Gato — the generalist agent by DeepMind
Gato is capable of performing +600 tasks — play video games, chat, caption images and move robotic arms in real-world & simulated environments.
Gato manages multi-modal, multi-task and multi-environment — within single, generalist agent.
DeepMind trained this generalist with 604 different tasks. It outperformed expert level in 450 of them — at least 50% of time.
The model is transformative in terms of diversity of tasks it manages to perform. It can manage tasks like:
- Playing video games
- Text caption images
- Control robot arms
The model uses just a single architecture based on Transformer. It is a 1.18B parameter model with shared embeddings.

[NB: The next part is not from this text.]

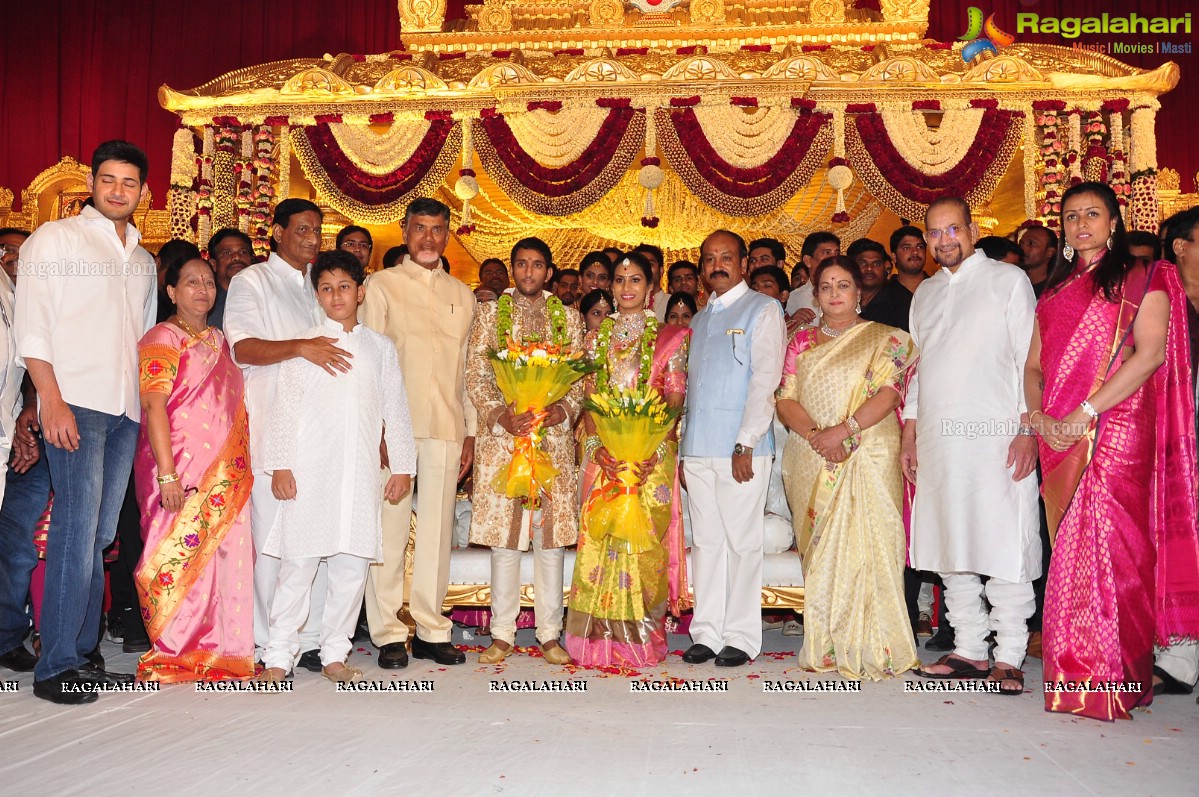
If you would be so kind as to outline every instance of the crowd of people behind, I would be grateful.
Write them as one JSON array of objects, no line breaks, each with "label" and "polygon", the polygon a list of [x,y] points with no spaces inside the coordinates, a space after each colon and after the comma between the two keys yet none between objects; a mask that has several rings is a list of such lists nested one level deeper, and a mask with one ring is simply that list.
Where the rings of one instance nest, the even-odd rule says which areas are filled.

The agent is trained using the following data:
- 85.3% is control environment data — think DMLab, Ale Atari, BabyAI and Meta-World as few examples of the wide variety.

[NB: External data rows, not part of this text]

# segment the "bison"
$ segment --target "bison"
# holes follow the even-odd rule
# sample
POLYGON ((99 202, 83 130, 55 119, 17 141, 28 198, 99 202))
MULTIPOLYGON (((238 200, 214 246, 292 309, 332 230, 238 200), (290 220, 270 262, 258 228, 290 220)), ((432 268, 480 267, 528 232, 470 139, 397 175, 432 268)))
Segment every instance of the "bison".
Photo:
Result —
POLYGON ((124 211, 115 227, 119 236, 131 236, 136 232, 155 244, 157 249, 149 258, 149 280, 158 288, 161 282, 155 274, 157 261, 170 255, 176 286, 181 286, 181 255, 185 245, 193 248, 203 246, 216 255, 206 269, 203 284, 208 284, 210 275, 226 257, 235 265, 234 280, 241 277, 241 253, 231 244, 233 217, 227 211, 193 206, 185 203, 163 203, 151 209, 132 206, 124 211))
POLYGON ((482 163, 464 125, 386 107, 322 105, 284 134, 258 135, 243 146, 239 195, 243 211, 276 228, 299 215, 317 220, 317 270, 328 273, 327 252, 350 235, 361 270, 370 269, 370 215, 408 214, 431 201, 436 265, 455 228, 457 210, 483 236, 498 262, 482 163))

- 14.7% is vision & language datasets — mainly MassiveText & M3W.
These inputs include data like pressing button, robot arm movements, text and images from a real world or simulated environments.
The Gato model is 100x smaller than GPT-3 model or 1000x smaller than the biggest NLP models in terms of parameters. It is visible in its text generation capabilities being inferior to models like the GPT-3.
We are likely to see soon similar models scaled larger in terms of data, parameters, compute and the networking.
We expect to see this lead to even better performance in the benchmarks.
It may allow as well more transfer learning between tasks.
The main challenge are the computing and networking limitations. For example the authors referred to design decisions deriving sometimes from the network limitations.
The multi modality learning is a key trend in the AI.